Now the choir rose, and the organist played a brief introduction. The minister appeared through a side door on the dais and walked to the pulpit. Ralph Emery was round and short and sort of strange-looking, with large ears and heavy jowls, but he was kind and funny and he was well known for giving thought-provoking sermons. He stood now in his black robes looking out over the congregation as if trying to decide whether to proceed. Then he asked the congregation to bow their heads, and he gave a brief invocation. When he was finished, he asked everyone to rise and turn to hymn number 236. The congregation stood, opened their hymnals, and began to sing “Morning Has Broken.”
They had just reached the second verse when the feeders began to appear, dozens of them, materializing out of the gloom like ghosts. They crept from behind the empty pews down front where no one liked to sit and from under the offertory and sacrament tables at the chamber’s rear. They rose out of the choir loft, from behind the blue velvet drapes that flanked the altar, and from under the cantilevered pulpit. They seemed to be everywhere. Nest was so stunned that she stopped singing. She had never seen feeders in the church. She had never imagined they could enter here. She stared at the closest in disbelief, a pair that slithered beneath the pew in front of her between the legs of the Robinson sisters. She fought down the revulsion she felt at seeing them here, in this place where God was worshipped and from which dark things were banished. She glanced around in horror, finding them hanging from the ceiling rafters, curled around the chandeliers, and propped up within the frescoes and bays. Yellow eyes stared at her from every quarter. Her heart quickened and her pulse began to race. No one could see the feeders but her. But even that didn’t help. She could not tolerate having them here. She could not abide their presence. What were they doing in a church? In her church! What had drawn them? Despite the cool air of the sanctuary, she began to sweat. She glanced at her grandfather, but he was oblivious of what was happening, his gaze focused on his hymnal.
Then she turned in desperation to find John Ross.
John Ross had seen the feeders at the same moment as Nest. But unlike the girl, Ross knew what was happening. Only the demon’s coming could have caused so many feeders to gather- the demon’s coming coupled with his own, he amended, which now, in hindsight, seemed painfully iD advised. He should not have done this, come into this holy place, given in to his own desperate need to ease in some small measure the loneliness that consumed his life. He should have rejected Robert Free-mark’s offer and remained in his hotel room. He should not have been influenced by the attraction he had felt for this church while on his way to Josie’s. He should have done what he knew was best for everyone and stayed away.
He willed himself to remain calm, not to give away what he was feeling, not to do anything to startle those around him. His staff was propped against the seat beside him, and his first impulse was to seize it and ready himself for battle. But he could not find his enemy, could not identify him even though he knew he was there, hiding in plain sight.

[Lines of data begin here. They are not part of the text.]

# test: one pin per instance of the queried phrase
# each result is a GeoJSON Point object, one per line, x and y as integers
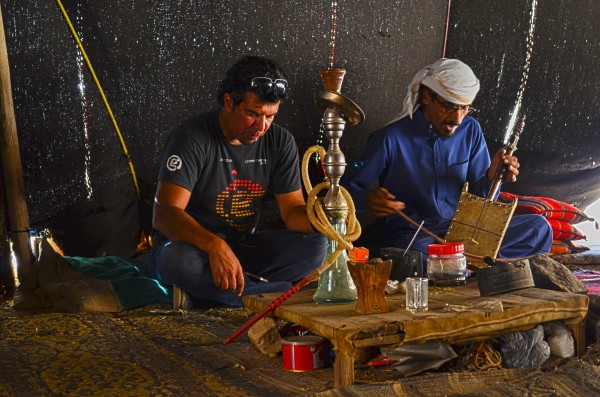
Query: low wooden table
{"type": "Point", "coordinates": [456, 316]}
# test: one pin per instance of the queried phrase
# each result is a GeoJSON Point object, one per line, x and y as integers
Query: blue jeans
{"type": "Point", "coordinates": [281, 256]}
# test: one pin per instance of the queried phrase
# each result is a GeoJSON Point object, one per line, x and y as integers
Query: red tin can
{"type": "Point", "coordinates": [303, 353]}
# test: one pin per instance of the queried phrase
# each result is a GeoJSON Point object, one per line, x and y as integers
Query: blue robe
{"type": "Point", "coordinates": [427, 172]}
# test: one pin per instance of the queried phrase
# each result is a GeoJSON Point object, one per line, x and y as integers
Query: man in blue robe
{"type": "Point", "coordinates": [419, 163]}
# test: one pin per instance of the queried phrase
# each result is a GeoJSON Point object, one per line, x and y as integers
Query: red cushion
{"type": "Point", "coordinates": [547, 207]}
{"type": "Point", "coordinates": [565, 231]}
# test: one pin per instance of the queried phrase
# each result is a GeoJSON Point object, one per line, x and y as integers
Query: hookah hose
{"type": "Point", "coordinates": [319, 219]}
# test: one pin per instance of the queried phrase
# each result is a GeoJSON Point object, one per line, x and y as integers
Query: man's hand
{"type": "Point", "coordinates": [226, 268]}
{"type": "Point", "coordinates": [502, 159]}
{"type": "Point", "coordinates": [382, 203]}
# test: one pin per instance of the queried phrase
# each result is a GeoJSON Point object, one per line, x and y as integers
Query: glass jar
{"type": "Point", "coordinates": [336, 284]}
{"type": "Point", "coordinates": [446, 264]}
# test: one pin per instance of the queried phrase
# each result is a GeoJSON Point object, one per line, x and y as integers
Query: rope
{"type": "Point", "coordinates": [109, 110]}
{"type": "Point", "coordinates": [317, 215]}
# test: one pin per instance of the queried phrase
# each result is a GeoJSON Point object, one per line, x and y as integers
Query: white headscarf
{"type": "Point", "coordinates": [451, 79]}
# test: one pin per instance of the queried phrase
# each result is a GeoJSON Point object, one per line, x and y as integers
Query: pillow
{"type": "Point", "coordinates": [547, 207]}
{"type": "Point", "coordinates": [562, 247]}
{"type": "Point", "coordinates": [565, 231]}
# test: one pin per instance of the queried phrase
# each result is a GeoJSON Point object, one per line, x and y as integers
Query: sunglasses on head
{"type": "Point", "coordinates": [448, 107]}
{"type": "Point", "coordinates": [266, 83]}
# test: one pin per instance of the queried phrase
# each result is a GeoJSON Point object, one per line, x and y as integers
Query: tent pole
{"type": "Point", "coordinates": [11, 166]}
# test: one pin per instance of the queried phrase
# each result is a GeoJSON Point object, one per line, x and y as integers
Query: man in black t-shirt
{"type": "Point", "coordinates": [215, 173]}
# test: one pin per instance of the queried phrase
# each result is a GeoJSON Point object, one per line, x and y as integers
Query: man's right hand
{"type": "Point", "coordinates": [226, 268]}
{"type": "Point", "coordinates": [382, 203]}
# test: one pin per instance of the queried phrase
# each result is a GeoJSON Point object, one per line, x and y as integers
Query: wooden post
{"type": "Point", "coordinates": [11, 165]}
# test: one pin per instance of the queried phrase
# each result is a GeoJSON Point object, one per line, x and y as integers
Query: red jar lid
{"type": "Point", "coordinates": [445, 249]}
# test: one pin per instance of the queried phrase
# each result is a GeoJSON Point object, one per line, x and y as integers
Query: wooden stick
{"type": "Point", "coordinates": [11, 167]}
{"type": "Point", "coordinates": [424, 229]}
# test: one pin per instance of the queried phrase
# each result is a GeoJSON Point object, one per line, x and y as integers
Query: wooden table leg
{"type": "Point", "coordinates": [343, 368]}
{"type": "Point", "coordinates": [578, 331]}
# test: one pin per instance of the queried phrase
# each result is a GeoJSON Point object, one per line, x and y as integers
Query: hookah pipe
{"type": "Point", "coordinates": [338, 110]}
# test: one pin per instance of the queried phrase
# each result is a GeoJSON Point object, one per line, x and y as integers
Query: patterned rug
{"type": "Point", "coordinates": [154, 351]}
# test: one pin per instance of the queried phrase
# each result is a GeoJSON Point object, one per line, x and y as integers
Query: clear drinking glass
{"type": "Point", "coordinates": [417, 294]}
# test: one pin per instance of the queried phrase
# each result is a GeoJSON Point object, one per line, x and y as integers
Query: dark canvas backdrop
{"type": "Point", "coordinates": [161, 61]}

An elderly lady several seats away glanced at him and smiled. He realized he had stopped singing. He forced himself to smile back, to begin singing anew, first reaching down for the staff, planting it squarely before him, and leaning on it as if he were suddenly in need of its support.
It was then that he glanced across the heads of the congregation and saw Nest Freemark looking at him. He met her gaze squarely, letting her know he understood what she was seeing and that he was seeing it, too. He saw the fear and horror in her eyes, saw how deep it tunneled, and he understood far better than she what it was that motivated it. He fixed her with his gaze and slowly shook his head. Do nothing, he was warning her. Stay where you are. Keep your head.